I walked over closer. He was right. The table came up level with my neck. I looked at him and said, “How tall are you?”
“About six two,” he said.
“Will you stand right here?” I asked him.
He came over and stood next to the table. I knew what it was for. It was Alex’s table. It was where he would put the baby when he changed him. The tears flooded my eyes again. He really was preparing to be a father.
/> “You okay?” he asked again. I smiled and nodded.

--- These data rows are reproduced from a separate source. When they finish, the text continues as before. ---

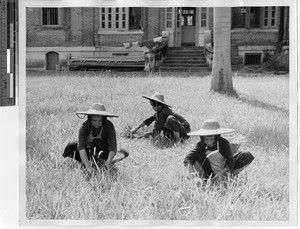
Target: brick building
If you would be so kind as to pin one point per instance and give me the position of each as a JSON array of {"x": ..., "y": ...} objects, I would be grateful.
[
  {"x": 54, "y": 33},
  {"x": 8, "y": 52}
]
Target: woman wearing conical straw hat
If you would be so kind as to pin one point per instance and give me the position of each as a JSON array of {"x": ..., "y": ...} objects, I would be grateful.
[
  {"x": 96, "y": 139},
  {"x": 213, "y": 156},
  {"x": 173, "y": 125}
]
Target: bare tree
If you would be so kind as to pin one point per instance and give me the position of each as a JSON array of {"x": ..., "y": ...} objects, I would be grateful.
[{"x": 221, "y": 68}]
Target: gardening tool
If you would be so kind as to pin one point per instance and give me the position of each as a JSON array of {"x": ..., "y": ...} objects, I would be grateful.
[{"x": 100, "y": 161}]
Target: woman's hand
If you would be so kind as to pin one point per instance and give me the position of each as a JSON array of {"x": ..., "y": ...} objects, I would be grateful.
[{"x": 220, "y": 175}]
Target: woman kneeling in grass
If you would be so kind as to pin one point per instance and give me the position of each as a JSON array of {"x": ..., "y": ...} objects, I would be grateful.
[
  {"x": 173, "y": 125},
  {"x": 97, "y": 142},
  {"x": 212, "y": 156}
]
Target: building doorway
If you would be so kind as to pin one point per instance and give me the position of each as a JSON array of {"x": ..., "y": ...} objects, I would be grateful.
[{"x": 52, "y": 60}]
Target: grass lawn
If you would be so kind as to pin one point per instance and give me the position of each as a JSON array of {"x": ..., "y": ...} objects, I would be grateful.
[{"x": 152, "y": 183}]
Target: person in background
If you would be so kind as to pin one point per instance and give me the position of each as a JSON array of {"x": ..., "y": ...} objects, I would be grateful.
[
  {"x": 97, "y": 142},
  {"x": 213, "y": 156},
  {"x": 173, "y": 126}
]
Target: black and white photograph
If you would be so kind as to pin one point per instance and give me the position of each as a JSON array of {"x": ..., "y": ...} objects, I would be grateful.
[
  {"x": 135, "y": 114},
  {"x": 9, "y": 53}
]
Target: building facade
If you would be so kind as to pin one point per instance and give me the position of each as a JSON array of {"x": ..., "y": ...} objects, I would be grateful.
[
  {"x": 8, "y": 52},
  {"x": 55, "y": 33}
]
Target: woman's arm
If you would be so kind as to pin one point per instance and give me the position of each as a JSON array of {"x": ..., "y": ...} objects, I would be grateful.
[{"x": 85, "y": 160}]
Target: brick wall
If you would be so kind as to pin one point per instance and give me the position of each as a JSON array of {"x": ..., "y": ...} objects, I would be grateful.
[
  {"x": 118, "y": 39},
  {"x": 68, "y": 32},
  {"x": 4, "y": 77},
  {"x": 3, "y": 37},
  {"x": 262, "y": 37}
]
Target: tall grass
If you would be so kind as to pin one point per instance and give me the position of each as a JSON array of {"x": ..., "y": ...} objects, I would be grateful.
[{"x": 152, "y": 183}]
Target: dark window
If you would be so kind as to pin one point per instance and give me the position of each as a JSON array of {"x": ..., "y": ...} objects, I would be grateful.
[
  {"x": 188, "y": 16},
  {"x": 135, "y": 17},
  {"x": 238, "y": 17},
  {"x": 50, "y": 16},
  {"x": 252, "y": 58},
  {"x": 255, "y": 17}
]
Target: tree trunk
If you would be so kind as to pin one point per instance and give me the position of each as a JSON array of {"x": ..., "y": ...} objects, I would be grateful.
[{"x": 221, "y": 68}]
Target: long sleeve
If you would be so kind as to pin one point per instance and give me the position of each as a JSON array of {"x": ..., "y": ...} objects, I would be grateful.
[
  {"x": 111, "y": 137},
  {"x": 193, "y": 155},
  {"x": 82, "y": 136},
  {"x": 149, "y": 120},
  {"x": 225, "y": 150}
]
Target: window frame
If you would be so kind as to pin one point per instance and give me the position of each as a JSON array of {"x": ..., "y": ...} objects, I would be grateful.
[
  {"x": 269, "y": 17},
  {"x": 206, "y": 19},
  {"x": 49, "y": 18},
  {"x": 119, "y": 19}
]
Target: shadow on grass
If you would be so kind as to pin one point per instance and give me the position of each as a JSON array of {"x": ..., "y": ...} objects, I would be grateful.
[{"x": 255, "y": 102}]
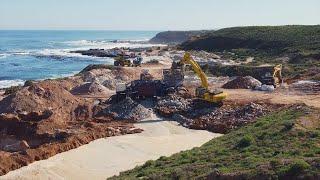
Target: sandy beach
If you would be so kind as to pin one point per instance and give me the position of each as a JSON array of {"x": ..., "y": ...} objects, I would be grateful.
[{"x": 107, "y": 157}]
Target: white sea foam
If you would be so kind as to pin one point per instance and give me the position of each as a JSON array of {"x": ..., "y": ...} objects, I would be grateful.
[
  {"x": 80, "y": 45},
  {"x": 4, "y": 55},
  {"x": 9, "y": 83}
]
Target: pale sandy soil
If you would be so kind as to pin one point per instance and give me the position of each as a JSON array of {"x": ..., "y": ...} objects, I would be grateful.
[
  {"x": 280, "y": 97},
  {"x": 107, "y": 157}
]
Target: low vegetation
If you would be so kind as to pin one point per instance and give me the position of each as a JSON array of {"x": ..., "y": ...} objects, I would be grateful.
[
  {"x": 281, "y": 145},
  {"x": 297, "y": 47}
]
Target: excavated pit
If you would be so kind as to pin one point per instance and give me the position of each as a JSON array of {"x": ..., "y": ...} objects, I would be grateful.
[{"x": 197, "y": 114}]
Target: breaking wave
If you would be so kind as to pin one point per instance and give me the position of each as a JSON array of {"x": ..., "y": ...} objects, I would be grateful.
[{"x": 9, "y": 83}]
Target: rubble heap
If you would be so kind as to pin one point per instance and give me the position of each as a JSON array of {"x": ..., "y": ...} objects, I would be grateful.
[
  {"x": 127, "y": 109},
  {"x": 91, "y": 88},
  {"x": 246, "y": 82},
  {"x": 172, "y": 104},
  {"x": 222, "y": 120}
]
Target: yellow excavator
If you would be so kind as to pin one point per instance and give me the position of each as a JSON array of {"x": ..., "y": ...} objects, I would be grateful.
[{"x": 203, "y": 92}]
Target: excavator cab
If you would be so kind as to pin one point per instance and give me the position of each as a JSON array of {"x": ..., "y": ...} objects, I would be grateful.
[{"x": 203, "y": 92}]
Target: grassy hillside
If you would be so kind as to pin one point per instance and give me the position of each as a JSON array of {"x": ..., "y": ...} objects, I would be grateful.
[
  {"x": 175, "y": 37},
  {"x": 285, "y": 144},
  {"x": 262, "y": 41}
]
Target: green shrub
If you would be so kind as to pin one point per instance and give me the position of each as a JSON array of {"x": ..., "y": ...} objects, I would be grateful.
[
  {"x": 297, "y": 167},
  {"x": 288, "y": 125},
  {"x": 246, "y": 141}
]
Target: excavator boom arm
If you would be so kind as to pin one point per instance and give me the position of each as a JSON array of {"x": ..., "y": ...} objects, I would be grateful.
[{"x": 187, "y": 59}]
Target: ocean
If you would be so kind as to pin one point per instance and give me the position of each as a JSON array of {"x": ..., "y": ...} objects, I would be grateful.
[{"x": 36, "y": 55}]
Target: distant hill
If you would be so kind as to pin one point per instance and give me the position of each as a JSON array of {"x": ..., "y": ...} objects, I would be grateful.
[
  {"x": 175, "y": 37},
  {"x": 297, "y": 40}
]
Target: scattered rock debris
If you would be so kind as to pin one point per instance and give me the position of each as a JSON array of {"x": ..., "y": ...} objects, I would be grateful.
[
  {"x": 91, "y": 88},
  {"x": 198, "y": 114},
  {"x": 307, "y": 87},
  {"x": 246, "y": 82},
  {"x": 127, "y": 109}
]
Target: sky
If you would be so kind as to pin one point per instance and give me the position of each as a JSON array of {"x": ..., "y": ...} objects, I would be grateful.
[{"x": 154, "y": 14}]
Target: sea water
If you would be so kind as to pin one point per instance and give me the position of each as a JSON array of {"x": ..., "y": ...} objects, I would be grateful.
[{"x": 36, "y": 55}]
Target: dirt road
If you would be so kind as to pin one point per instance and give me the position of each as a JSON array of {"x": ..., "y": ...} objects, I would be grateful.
[
  {"x": 107, "y": 157},
  {"x": 281, "y": 97}
]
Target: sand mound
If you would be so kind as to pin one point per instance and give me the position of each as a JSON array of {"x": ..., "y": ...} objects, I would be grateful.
[
  {"x": 246, "y": 82},
  {"x": 92, "y": 88},
  {"x": 128, "y": 109}
]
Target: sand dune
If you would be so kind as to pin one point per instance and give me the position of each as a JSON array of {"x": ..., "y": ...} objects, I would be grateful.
[{"x": 107, "y": 157}]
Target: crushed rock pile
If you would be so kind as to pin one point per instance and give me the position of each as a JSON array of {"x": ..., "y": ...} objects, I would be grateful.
[
  {"x": 224, "y": 119},
  {"x": 172, "y": 104},
  {"x": 127, "y": 109},
  {"x": 91, "y": 88},
  {"x": 246, "y": 82}
]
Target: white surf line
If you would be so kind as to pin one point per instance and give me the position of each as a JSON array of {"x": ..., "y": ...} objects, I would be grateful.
[{"x": 107, "y": 157}]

“Just pregnancy stuff,” I said. “I think if that’s the way Mr. Reigns asked for it, he probably has his reasons. I’d leave it.”
“Okay, thank you, Miss.”
“You’re welcome,” I told him. I took one last look at the beautiful room. Then I walked back out and got my cart from the hall outside the guest room. I started to push it towards the master suite when I suddenly felt a gush of warm liquid rush down my thighs and puddle on the floor. I looked down at it in horror. Did my water just break? It couldn’t have… it was too soon. I took a towel off my cart and draped it over the puddle in the floor. As I bent over a pain ripped through my stomach as if to prove that too soon or not, this was it.